Unknown-1In fondo al bosco sta all’incrocio fra diversi generi. Non è un thriller, ma semmai un giallo. Più che altro è un dramma familiare, visto che le categorie poco dicono e nulla significano. E’ un film che si richiama fortemente a un’attualità, mai completamente lontana dai cuori e dai giorni. Odora del caso di Cogne in tanti particolari che vanno dalla cornice fisica – l’alta montagna alpina, seppur in una regione diversa dalla realtà – alla dinamica di alcuni dettagli. Rispolvera la morte di Tommaso Onofri, guardacaso Tommy, il piccolo di Castelbaroncolo nei pressi di Parma. Non solo nomi, ma anche pozzi. Poco artesiani come quelli di Alfredino Rampi, il bimbo precipitato a Vermicino nel giugno 1981. Passato e presente. Come la tecnica usata dal regista per il racconto, attraverso un montaggio alternato di sequenze appartenenti al passato filmico, intervallato da altre relative al presente. Un modo che ricollega i tempi della narrazione ai riferimenti alla cronaca. Storie diverse che si intersecano e in qualche caso si sovrappongono. Storie che si potrebbero infoltire, considerando che in Europa ogni anno scompaiono 270mila bambini. Cifre inquietanti che fanno impennare a medie sconcertanti i picchi. Nazione per nazione.

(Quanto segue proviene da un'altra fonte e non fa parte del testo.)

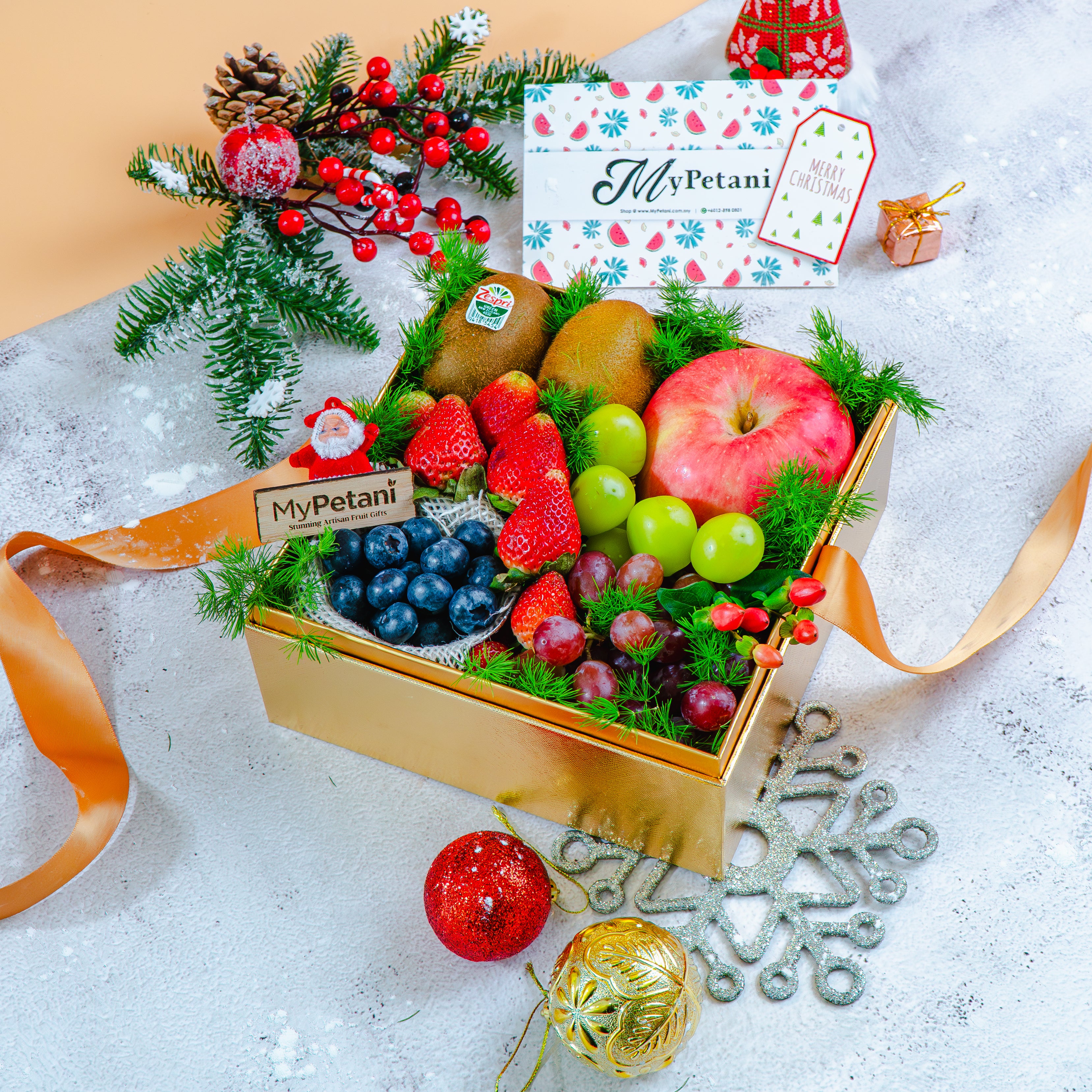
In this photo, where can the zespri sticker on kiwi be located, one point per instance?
(491, 306)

Unknown-2Al di là di questi richiami, In fondo al bosco propone vari spunti di riflessione a partire proprio dalla presunzione di innocenza, mai completamente acquisita, che non confina tanto con un problema giuridico o processuale quanto invece con quelle vesti mostruose e demoniache già anticipate, con le quali viene introdotto il tema del doppio. Ogni personaggio ha insomma qualcosa da nascondere. Colpe da celare. Odii mai sopiti. Ira mai accantonata. Ognuno è insomma il mite e il malvagio al tempo stesso. Medaglie opposte di volti all’apparenza unici. Un po’ come i travestimenti di quella festa dei Krampus da cui tutto ha origine. Abiti che vestono i perfidi per quello che in realtà non sono del tutto. Ma pur sempre in accordo con la convinzione popolare. Perché tra tanti diavoli falsi c’è sempre quello vero. Rapisce e non restituisce. Contamina animi e rapporti. Questo risvolto di duplicità, tutt’altro che innovativo nel panorama cinematografico, dimostra il veleno del sospetto. La sua tossicità. L’incapacità, spesso diffusa negli angoli più nascosti di ognuno di noi, a evitare di esserne schiavi. Osservare la realtà, invece delle sue proiezioni virtuali, frutto di quello che individualmente viene costruito come un mondo fatto ad arte. Su misura del falso in buona fede. Qualcosa che tale non è mai, perché costruire scenari irreali e non veri è essa stessa una forma di malafede. E ferisce più del falso assoluto. Quello che spinge a vedere il demonio dietro i capelli lunghi. La barba. Lo sguardo penetrante.